In regards to the related literature and to our knowledge, the problem of direct diagnoses of DDH from X-ray images has received little attention. Table 4 shows some of the related results in the literature. In Sahin et al. [24], comparing means is not a valid accuracy metric, as it does not compare individual measurements to the corresponding gold standard. Liu et al. [25] report a 94.68% F1 score, however, this is done for the heavy dislocation case based on their approach for measuring the AA index, and it is not clear what gold standard did they compare to given that they compared their results to a doctor with/without the aid of a computer. Moreover, the work in this paper takes a direct approach to DDH detection, which avoids the compounded errors in landmark detection and manual/automatic measurements.

The present study has some limitations. First, the size of the dataset needs to be much larger to realize the full potential of deep learning AI. Second, different medical norms may affect the diagnosis; for example, some doctors consider the X-ray to be DDH positive if the AA angle is greater than 30°, while others may require the angle to be less than 25°for normal diagnosis. In addition, the age of the child being examined may play a role in the diagnosis (e.g., an AA angle may be acceptable for a younger age group but not for older ones). Third, full angle measurements were not included or available for the dataset. Such data enable updates to the diagnosis to match different standards. Moreover, it opens the door for studies to calculate the various involved angles (e.g., AA angle) using deep learning regression.

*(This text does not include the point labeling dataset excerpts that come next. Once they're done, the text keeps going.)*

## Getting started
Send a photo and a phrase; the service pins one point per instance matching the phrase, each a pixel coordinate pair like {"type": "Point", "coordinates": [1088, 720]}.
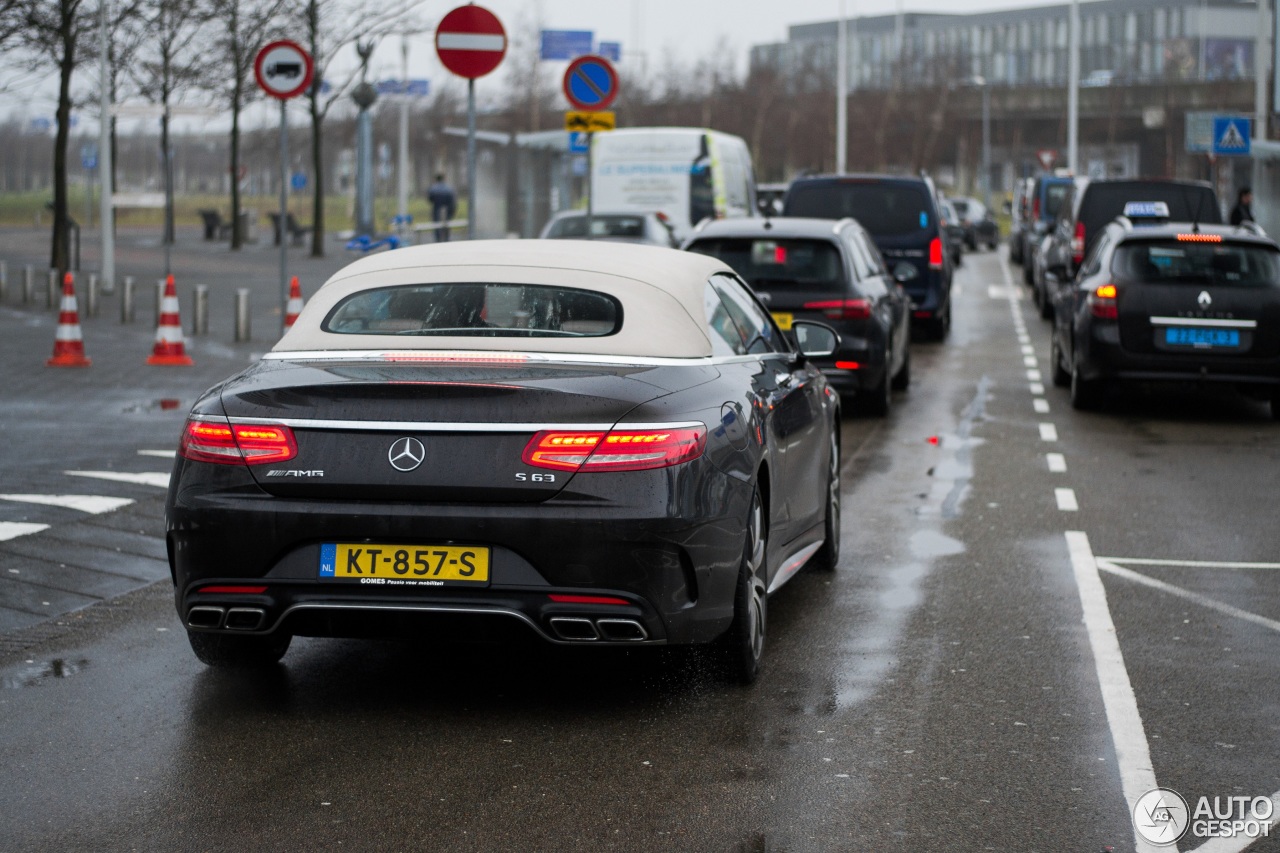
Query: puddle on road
{"type": "Point", "coordinates": [36, 673]}
{"type": "Point", "coordinates": [869, 655]}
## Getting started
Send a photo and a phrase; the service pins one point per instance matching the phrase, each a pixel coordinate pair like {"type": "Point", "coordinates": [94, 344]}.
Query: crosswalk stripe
{"type": "Point", "coordinates": [91, 503]}
{"type": "Point", "coordinates": [159, 480]}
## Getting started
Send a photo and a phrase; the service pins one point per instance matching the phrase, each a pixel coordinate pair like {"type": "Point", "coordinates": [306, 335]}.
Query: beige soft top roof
{"type": "Point", "coordinates": [661, 291]}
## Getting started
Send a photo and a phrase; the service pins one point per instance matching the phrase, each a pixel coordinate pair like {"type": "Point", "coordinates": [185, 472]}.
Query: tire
{"type": "Point", "coordinates": [828, 555]}
{"type": "Point", "coordinates": [903, 378]}
{"type": "Point", "coordinates": [1061, 375]}
{"type": "Point", "coordinates": [238, 652]}
{"type": "Point", "coordinates": [743, 644]}
{"type": "Point", "coordinates": [876, 401]}
{"type": "Point", "coordinates": [1086, 393]}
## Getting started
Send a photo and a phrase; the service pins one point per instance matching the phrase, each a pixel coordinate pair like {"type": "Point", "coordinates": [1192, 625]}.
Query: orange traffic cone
{"type": "Point", "coordinates": [169, 347]}
{"type": "Point", "coordinates": [295, 305]}
{"type": "Point", "coordinates": [68, 345]}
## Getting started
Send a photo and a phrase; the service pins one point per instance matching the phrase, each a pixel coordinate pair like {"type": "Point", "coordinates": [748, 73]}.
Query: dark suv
{"type": "Point", "coordinates": [1093, 204]}
{"type": "Point", "coordinates": [901, 215]}
{"type": "Point", "coordinates": [831, 272]}
{"type": "Point", "coordinates": [1171, 301]}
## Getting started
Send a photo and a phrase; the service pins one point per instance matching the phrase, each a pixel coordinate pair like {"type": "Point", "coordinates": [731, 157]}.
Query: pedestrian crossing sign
{"type": "Point", "coordinates": [1232, 135]}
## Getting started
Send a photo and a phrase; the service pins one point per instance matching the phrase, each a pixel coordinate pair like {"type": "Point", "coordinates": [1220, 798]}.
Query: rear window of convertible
{"type": "Point", "coordinates": [478, 309]}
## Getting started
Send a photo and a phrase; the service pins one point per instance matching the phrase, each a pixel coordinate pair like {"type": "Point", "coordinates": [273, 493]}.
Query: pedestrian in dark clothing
{"type": "Point", "coordinates": [444, 204]}
{"type": "Point", "coordinates": [1243, 209]}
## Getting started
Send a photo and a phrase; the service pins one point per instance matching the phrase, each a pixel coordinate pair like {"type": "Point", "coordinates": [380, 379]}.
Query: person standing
{"type": "Point", "coordinates": [1243, 209]}
{"type": "Point", "coordinates": [444, 204]}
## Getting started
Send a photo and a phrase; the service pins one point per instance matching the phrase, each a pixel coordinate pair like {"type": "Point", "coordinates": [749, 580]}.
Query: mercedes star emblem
{"type": "Point", "coordinates": [406, 454]}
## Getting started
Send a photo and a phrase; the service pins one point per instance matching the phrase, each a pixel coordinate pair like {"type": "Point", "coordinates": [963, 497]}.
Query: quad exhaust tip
{"type": "Point", "coordinates": [576, 629]}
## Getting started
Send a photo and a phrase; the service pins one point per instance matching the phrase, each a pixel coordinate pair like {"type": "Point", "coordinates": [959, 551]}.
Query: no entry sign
{"type": "Point", "coordinates": [470, 41]}
{"type": "Point", "coordinates": [283, 69]}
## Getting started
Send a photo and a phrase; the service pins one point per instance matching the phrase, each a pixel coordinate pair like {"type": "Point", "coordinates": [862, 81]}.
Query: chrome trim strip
{"type": "Point", "coordinates": [791, 566]}
{"type": "Point", "coordinates": [494, 357]}
{"type": "Point", "coordinates": [1203, 323]}
{"type": "Point", "coordinates": [432, 427]}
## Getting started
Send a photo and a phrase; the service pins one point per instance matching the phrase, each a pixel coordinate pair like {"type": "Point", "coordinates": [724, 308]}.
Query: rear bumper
{"type": "Point", "coordinates": [668, 560]}
{"type": "Point", "coordinates": [1101, 356]}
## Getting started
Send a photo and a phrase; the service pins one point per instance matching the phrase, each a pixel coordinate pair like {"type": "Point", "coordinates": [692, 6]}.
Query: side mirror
{"type": "Point", "coordinates": [814, 340]}
{"type": "Point", "coordinates": [904, 273]}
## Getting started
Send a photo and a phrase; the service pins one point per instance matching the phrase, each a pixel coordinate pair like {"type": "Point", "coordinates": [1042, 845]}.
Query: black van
{"type": "Point", "coordinates": [1093, 204]}
{"type": "Point", "coordinates": [901, 215]}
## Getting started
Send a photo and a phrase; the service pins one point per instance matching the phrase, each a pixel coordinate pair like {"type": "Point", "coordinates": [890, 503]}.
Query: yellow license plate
{"type": "Point", "coordinates": [403, 565]}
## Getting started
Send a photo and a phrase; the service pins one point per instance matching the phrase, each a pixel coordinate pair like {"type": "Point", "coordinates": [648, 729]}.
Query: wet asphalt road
{"type": "Point", "coordinates": [938, 693]}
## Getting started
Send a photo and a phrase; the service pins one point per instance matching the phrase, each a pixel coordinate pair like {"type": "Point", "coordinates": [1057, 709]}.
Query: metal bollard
{"type": "Point", "coordinates": [242, 314]}
{"type": "Point", "coordinates": [127, 300]}
{"type": "Point", "coordinates": [201, 311]}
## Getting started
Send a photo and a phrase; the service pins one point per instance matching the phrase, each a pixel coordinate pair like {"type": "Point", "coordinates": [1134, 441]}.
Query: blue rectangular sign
{"type": "Point", "coordinates": [566, 44]}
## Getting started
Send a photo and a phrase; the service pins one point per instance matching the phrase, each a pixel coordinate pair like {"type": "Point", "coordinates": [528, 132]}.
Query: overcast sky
{"type": "Point", "coordinates": [649, 30]}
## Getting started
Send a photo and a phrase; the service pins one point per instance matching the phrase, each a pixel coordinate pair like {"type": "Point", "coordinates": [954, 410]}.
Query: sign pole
{"type": "Point", "coordinates": [284, 214]}
{"type": "Point", "coordinates": [471, 158]}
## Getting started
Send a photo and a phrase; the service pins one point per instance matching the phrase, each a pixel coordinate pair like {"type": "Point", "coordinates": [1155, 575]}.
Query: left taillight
{"type": "Point", "coordinates": [616, 450]}
{"type": "Point", "coordinates": [224, 443]}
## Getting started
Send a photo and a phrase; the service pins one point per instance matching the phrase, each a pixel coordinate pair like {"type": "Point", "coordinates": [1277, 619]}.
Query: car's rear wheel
{"type": "Point", "coordinates": [903, 378]}
{"type": "Point", "coordinates": [743, 646]}
{"type": "Point", "coordinates": [1061, 375]}
{"type": "Point", "coordinates": [1086, 393]}
{"type": "Point", "coordinates": [238, 652]}
{"type": "Point", "coordinates": [828, 555]}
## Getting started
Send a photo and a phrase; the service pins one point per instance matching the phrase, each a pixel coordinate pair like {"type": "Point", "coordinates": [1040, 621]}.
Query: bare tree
{"type": "Point", "coordinates": [243, 26]}
{"type": "Point", "coordinates": [330, 26]}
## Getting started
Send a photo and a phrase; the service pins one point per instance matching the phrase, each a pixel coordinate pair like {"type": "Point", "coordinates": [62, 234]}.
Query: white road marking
{"type": "Point", "coordinates": [1129, 574]}
{"type": "Point", "coordinates": [1192, 564]}
{"type": "Point", "coordinates": [1237, 844]}
{"type": "Point", "coordinates": [91, 503]}
{"type": "Point", "coordinates": [159, 480]}
{"type": "Point", "coordinates": [14, 529]}
{"type": "Point", "coordinates": [1133, 753]}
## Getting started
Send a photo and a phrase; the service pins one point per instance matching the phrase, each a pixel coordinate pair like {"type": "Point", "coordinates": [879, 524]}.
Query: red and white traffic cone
{"type": "Point", "coordinates": [169, 347]}
{"type": "Point", "coordinates": [69, 343]}
{"type": "Point", "coordinates": [295, 305]}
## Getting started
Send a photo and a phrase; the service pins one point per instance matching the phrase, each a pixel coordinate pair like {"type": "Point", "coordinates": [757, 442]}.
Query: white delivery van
{"type": "Point", "coordinates": [685, 173]}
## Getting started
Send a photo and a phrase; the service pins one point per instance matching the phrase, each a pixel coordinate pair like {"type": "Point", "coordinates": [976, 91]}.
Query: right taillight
{"type": "Point", "coordinates": [1102, 302]}
{"type": "Point", "coordinates": [225, 443]}
{"type": "Point", "coordinates": [616, 450]}
{"type": "Point", "coordinates": [936, 252]}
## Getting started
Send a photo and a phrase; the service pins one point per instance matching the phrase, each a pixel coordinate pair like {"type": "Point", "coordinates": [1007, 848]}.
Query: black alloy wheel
{"type": "Point", "coordinates": [238, 652]}
{"type": "Point", "coordinates": [828, 555]}
{"type": "Point", "coordinates": [1061, 375]}
{"type": "Point", "coordinates": [743, 646]}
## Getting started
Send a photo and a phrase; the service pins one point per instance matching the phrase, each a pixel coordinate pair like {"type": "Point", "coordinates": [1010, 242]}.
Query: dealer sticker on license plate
{"type": "Point", "coordinates": [1183, 337]}
{"type": "Point", "coordinates": [403, 565]}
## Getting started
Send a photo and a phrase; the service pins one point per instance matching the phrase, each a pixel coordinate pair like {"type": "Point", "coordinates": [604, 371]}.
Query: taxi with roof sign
{"type": "Point", "coordinates": [1170, 301]}
{"type": "Point", "coordinates": [589, 443]}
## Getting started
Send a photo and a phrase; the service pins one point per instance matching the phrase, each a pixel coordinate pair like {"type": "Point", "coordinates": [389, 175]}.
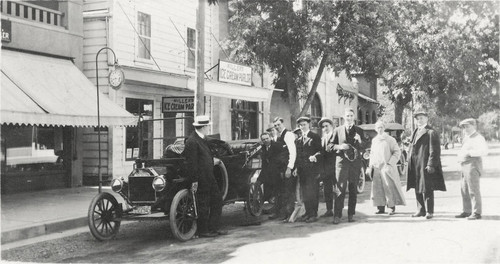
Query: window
{"type": "Point", "coordinates": [144, 28]}
{"type": "Point", "coordinates": [191, 48]}
{"type": "Point", "coordinates": [143, 108]}
{"type": "Point", "coordinates": [243, 119]}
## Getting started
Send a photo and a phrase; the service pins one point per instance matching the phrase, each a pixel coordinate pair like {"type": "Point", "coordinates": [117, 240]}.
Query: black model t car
{"type": "Point", "coordinates": [157, 189]}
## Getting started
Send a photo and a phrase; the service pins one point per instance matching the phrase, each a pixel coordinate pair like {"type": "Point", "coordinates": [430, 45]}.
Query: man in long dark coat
{"type": "Point", "coordinates": [200, 165]}
{"type": "Point", "coordinates": [308, 168]}
{"type": "Point", "coordinates": [345, 138]}
{"type": "Point", "coordinates": [424, 170]}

For future and more robust studies, it is possible to develop custom classification models using different architectures and diverse/larger datasets. Moreover, the development of ensemble deep learning models for DDH classification is another avenue for research. In addition, exhaustive evaluation with different augmentation operations, preprocessing techniques and hyperparameters is preferred. Regarding deployment, the extra effort of wrapping deep learning models into smartphone applications should be worthwhile.

Table 4 A comparison to the related results in the literature

Conclusions

Developmental dysplasia of the hip (DDH) is a common disorder among newborns, and increased screening and radiographic imaging have revealed an even higher prevalence than previously thought. Early detection of DDH has been shown to drastically reduce the bracing time and the need for surgery, and prevents further painful long-term complications. However, an accurate diagnosis requires specialist knowledge of the development of the pelvis, specific measurements and a determination of the relative position of several key landmarks, which is an error-prone and time-consuming process.

In this work, we collected X-ray images of DDH patients, utilized recent advances in deep convolutional neural networks and applied transfer learning to the problem of DDH diagnosis. Such an approach has the potential to achieve high diagnosis accuracy with little overhead being incurred to the specialists. Moreover, it does not require explicit measurements, manual preprocessing, or compounded errors. Future work will focus on improving the system by expanding the dataset and applying incremental learning approaches to evolve the application during deployment. Moreover, we will consider 3D tests for the DDH measurements as they are becoming common in identifying certain cases of DDH [4] and the application of T önnis and the International Hip Dysplasia Institute (IHDI) standard classifications for DDH severity. In addition, the development of ensemble deep learning models for DDH classification is another avenue for research. Furthermore, an exhaustive evaluation with different augmentation operations, preprocessing techniques, and hyperparameters is preferred. Regarding deployment, the extra effort of wrapping deep learning models into smartphone applications should result in tangible benefits.